Duiding
Pregabaline voor centrale neuropathische pijn na een CVA?
28 02 2012
Zorgberoepen
De behandeling van perifere neuropathische pijn kwam reeds aan bod in Minerva, met name de behandeling van diabetische (poly)neuropathie en de behandeling van post-herpetische neuropathie (1-3). Tricyclische antidepressiva (amitriptyline is het best geëvalueerd) en anticonvulsiva (gabapentine en recenter ook pregabaline) blijven de eerste keuze voor de behandeling van beide indicaties. Dat is ook de aanbeveling van de in 2010 herziene richtlijn van de European Federation of Neurological Societies (4).
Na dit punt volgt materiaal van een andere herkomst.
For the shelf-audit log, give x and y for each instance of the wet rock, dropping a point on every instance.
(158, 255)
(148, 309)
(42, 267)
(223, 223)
Geen enkele valide studie vergeleek het effect van gabapentine (duidelijk het goedkoopste middel) met het effect van pregabaline.
Op basis van hetzelfde fysiopathologische mechanisme, past men deze behandelingen ook toe bij andere vormen van perifere neuropathie (bv. neuropathie door kanker), maar ook bij centrale neuropathie (bv. multiple sclerose). De onderbouwing van de werkzaamheid en de veiligheid voor deze indicaties is echter veel geringer en soms onbestaande.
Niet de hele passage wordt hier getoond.